Three keys to reading the Dolan win at the USCCB

ANALYSIS

Clearly the big Catholic news in America this week is the election of Archbishop Timothy Dolan of New York as President of the United States Conference of Catholic Bishops, upending the custom that the outgoing vice-president, in this case Bishop Gerald Kicanas of Tucson, more or less automatically ascends to the top job.

I wasn’t in Baltimore covering the bishops’ meeting, so I don’t have any insider scoop on the politics of that result. The consensus explanation seems to be that Dolan’s victory signals a broad conservative shift within the conference, perhaps coupled with concern that debate over Kicanas’ role in the Daniel McCormack case in Chicago might mean he would be hobbled by controversy over the sexual abuse crisis.

Without questioning that analysis, I’ll offer three observations about the significance of Dolan’s election.

First, it could be read as an admission by the bishops of something pretty much everyone else on the planet long ago realized: the Catholic church has an image problem. In the States, the past year witnessed a bruising national debate over health care reform, in which the bishops were popularly styled as chaplains to the “party of no.” The first half of the year also brought another explosion of the sex abuse crisis, with the church’s public tone, especially from the Vatican, often viewed as adding fuel to the fire.

In Dolan, the bishops have turned to their most gifted natural communicator, a leader with a demonstrated capacity to project a positive image for Catholicism in the public square. Rather than electing a behind-the-scenes broker of compromise, in other words, the bishops tapped their best front man. That choice could be taken as an imminently rational reaction to recent events.

Second, while Dolan certainly is more “conservative” than Kicanas, it’s not what’s distinctive about him. To be sure, there are plenty of other conservatives in the USCCB. Dolan’s defining quality isn’t really his ideology, but rather his capacity to build relationships with people who don’t share his outlook.

In many ways, Dolan is a high-octane, populist American expression of what I’ve called the “affirmative orthodoxy” of Benedict XVI: no compromise on matters of Catholic identity, but a determination to express that identity in the most positive key possible, keeping lines of conversation open with people outside the fold.

In other words, it might be more analytically productive to read Dolan’s election not so much as a victory of conservatives over liberals, but rather as an endorsement of the “affirmative orthodoxy” wing of the conference’s conservative majority over its harder ideological edge.

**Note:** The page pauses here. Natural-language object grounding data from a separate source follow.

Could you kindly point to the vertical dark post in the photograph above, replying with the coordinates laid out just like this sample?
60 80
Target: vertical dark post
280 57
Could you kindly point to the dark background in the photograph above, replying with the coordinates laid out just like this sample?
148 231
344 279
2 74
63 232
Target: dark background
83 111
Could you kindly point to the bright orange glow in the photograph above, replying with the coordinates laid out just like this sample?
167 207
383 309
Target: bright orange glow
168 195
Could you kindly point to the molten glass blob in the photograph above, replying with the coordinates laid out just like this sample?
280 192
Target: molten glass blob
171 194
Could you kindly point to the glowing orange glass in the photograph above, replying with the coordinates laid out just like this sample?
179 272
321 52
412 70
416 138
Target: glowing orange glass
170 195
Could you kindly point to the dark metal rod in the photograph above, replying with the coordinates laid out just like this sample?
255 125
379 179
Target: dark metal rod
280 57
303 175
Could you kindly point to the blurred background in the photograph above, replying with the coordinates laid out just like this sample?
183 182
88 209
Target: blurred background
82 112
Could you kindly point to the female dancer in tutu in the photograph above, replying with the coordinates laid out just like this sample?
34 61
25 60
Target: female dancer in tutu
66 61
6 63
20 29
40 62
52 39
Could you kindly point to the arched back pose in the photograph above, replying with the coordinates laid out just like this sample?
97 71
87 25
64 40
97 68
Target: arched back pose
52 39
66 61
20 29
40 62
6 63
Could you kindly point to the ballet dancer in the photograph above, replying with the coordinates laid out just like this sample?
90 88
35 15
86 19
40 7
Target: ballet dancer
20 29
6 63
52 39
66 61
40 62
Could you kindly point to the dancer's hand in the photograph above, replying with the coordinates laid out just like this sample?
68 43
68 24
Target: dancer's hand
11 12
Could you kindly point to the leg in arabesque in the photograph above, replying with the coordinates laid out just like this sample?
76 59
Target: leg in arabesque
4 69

Third, although Dolan will not get the red hat on Saturday in Rome, he will almost certainly become a cardinal in the next consistory, which could come before his term as USCCB president ends. That means that twice in a row, the American bishops have elected a cardinal (or obvious cardinal-to-be) as their president.

That reversal of form too can be read in an ideological key, because aside from the fact that cardinals already have plenty of power, some bishops historically didn’t vote for cardinals because they saw them as too conservative, or too much “Rome’s man.”

Yet interestingly, the swing to leadership by cardinals and big-time archbishops can also be seen as an assertion of the autonomy of the U.S. conference vis-à-vis Rome. With Cardinal Francis George, the American bishops knew they had a leader who could go toe-to-toe with the heavyweights of the Roman Curia as a full equal, and more or less the same point can be made of Dolan.

While American bishops these days are undeniably more “evangelical” in outlook, closer to the spirit of John Paul II, they also are less inclined to defer to Roman sensibilities on many non-doctrinal matters, such as finance and institutional management. Their take-away from the sex abuse crisis, for example, is that the American bishops had it right on the “zero tolerance policy,” and those in Rome who opposed it have been proven wrong.

More generally, watching the cycle of meltdowns in Rome under Italian Secretary of State Tarcisio Bertone over the last five years, many American bishops are inclined to believe that the current Vatican regime means well but often can’t make the trains run on time. They want someone who can go to Rome and make American judgments stick, and Dolan is arguably better positioned to do so than Kicanas.

I can’t say to what extent those three points figured in the balloting this week, but sometimes the fallout from an election reaches beyond what the electorate actually had in mind, and this may well be one of those occasions.